Naive matrix multiplication is super slow in Julia 1.0?

I benchmarked the following naive matrix multiplication algorithm in both Julia 0.6 and 1.0. Surprisingly, Julia 1.0 version runs 4 times slower. Doing @code_llvm shows very neat output in 0.6 vs. 1.0. Any idea what is going wrong? Why doesn’t @simd work well in 1.0?

The times are as follows:

  0.351667 seconds (4 allocations: 15.259 MiB, 0.39% gc time) # Julia 0.6
  1.454174 seconds (2 allocations: 7.629 MiB)                 # Julia 1.0      

and the code:

using Compat

function matgen(n)
  tmp = 1/n/n
  [tmp * (i-j) * (i+j-2) for i = 1:n, j = 1:n]
end

function mul(a, b)
  m,n = size(a)
  q,p = size(b)

  # transpose a for cache-friendliness
  aT  = transpose(a)
  out = Array{Float64}(undef,m,p)
  for i = 1:m
    for j = 1:p
      z = 0.0
      @simd for k = 1:n
        z += aT[k,i]*b[k,j]
      end
      out[i,j] = z
    end
  end
  out
end

function main(n)
  n = n÷2 * 2
  a = matgen(n)
  b = matgen(n)
  @time c = mul(a, b)
  v = n÷2 + 1
  println(c[v, v])
end

main(200)
main(1000)

Thanks to @mohamed82008, this has been solved. transpose is lazy in 1.0, so I needed to copy, otherwise the matrix aT was same as a and cash friendliness got destroyed.

For the record, here is the new timing (27% faster than 0.6):
0.276188 seconds (4 allocations: 15.259 MiB)

Try @inbounds and copy(transpose(a)).

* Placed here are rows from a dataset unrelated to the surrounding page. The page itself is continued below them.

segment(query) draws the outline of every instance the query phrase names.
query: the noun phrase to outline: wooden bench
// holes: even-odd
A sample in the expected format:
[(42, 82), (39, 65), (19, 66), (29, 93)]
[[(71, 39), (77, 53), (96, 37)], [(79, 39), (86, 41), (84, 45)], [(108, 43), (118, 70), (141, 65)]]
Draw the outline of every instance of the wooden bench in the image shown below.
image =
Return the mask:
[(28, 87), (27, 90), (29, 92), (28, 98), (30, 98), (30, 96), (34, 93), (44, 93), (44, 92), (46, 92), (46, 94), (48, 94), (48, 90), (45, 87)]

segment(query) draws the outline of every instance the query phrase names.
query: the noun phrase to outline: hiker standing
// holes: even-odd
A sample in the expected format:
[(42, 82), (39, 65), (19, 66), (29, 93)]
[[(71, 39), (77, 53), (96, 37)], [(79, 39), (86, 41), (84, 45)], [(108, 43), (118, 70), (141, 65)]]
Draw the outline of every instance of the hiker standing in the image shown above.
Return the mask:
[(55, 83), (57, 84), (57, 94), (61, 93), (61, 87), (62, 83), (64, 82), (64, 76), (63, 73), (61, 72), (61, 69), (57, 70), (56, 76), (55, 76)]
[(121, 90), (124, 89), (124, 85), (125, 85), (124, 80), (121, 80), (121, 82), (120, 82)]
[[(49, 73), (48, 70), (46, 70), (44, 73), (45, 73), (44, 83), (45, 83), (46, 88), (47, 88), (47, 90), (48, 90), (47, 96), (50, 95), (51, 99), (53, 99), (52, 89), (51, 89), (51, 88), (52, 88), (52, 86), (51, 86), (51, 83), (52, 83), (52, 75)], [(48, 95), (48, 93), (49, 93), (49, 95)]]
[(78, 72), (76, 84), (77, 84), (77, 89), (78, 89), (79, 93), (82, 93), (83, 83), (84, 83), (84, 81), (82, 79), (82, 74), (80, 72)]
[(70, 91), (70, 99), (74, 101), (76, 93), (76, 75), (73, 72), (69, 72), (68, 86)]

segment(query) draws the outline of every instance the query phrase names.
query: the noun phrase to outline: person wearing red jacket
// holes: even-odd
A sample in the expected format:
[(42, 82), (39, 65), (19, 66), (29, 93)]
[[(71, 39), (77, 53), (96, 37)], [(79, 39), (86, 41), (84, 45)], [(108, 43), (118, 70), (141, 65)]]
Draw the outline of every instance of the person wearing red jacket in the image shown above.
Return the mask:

Transpose is lazy in v1.0 so you are iterating the parent matrix row-wise unless you explicitly copy. And @inbounds is important to trigger @simd.

6 Likes

Oops, yes you’re right, it’s the transpose being lazy. I totally missed this out. Thank you.

I don’t see the solution checkbox to accept that reply

Can you further explain this, please?
or tell me where to find details about why we need to use “copy”
I don’t find it very intuitive.

Do you mean every time z += aT[k,i]*b[k,j] is executed then the matrix is transposed unless we use copy()?

No, aT[k, i] just calls a[i, k] under the hood (Transpose andAdjoint overload getindex). In this case, actually materializing the transpose by allocating a new matrix makes it so that the layout in memory is better suited to this algorithm (better cache locality). That is not the case for all algorithms though.

Could I get a little bit more explanation to what lazy is (i.e. what it means for transpose to be lazy?)

if we reversed the order of the loops i and k then we wouldn’t need to reverse it?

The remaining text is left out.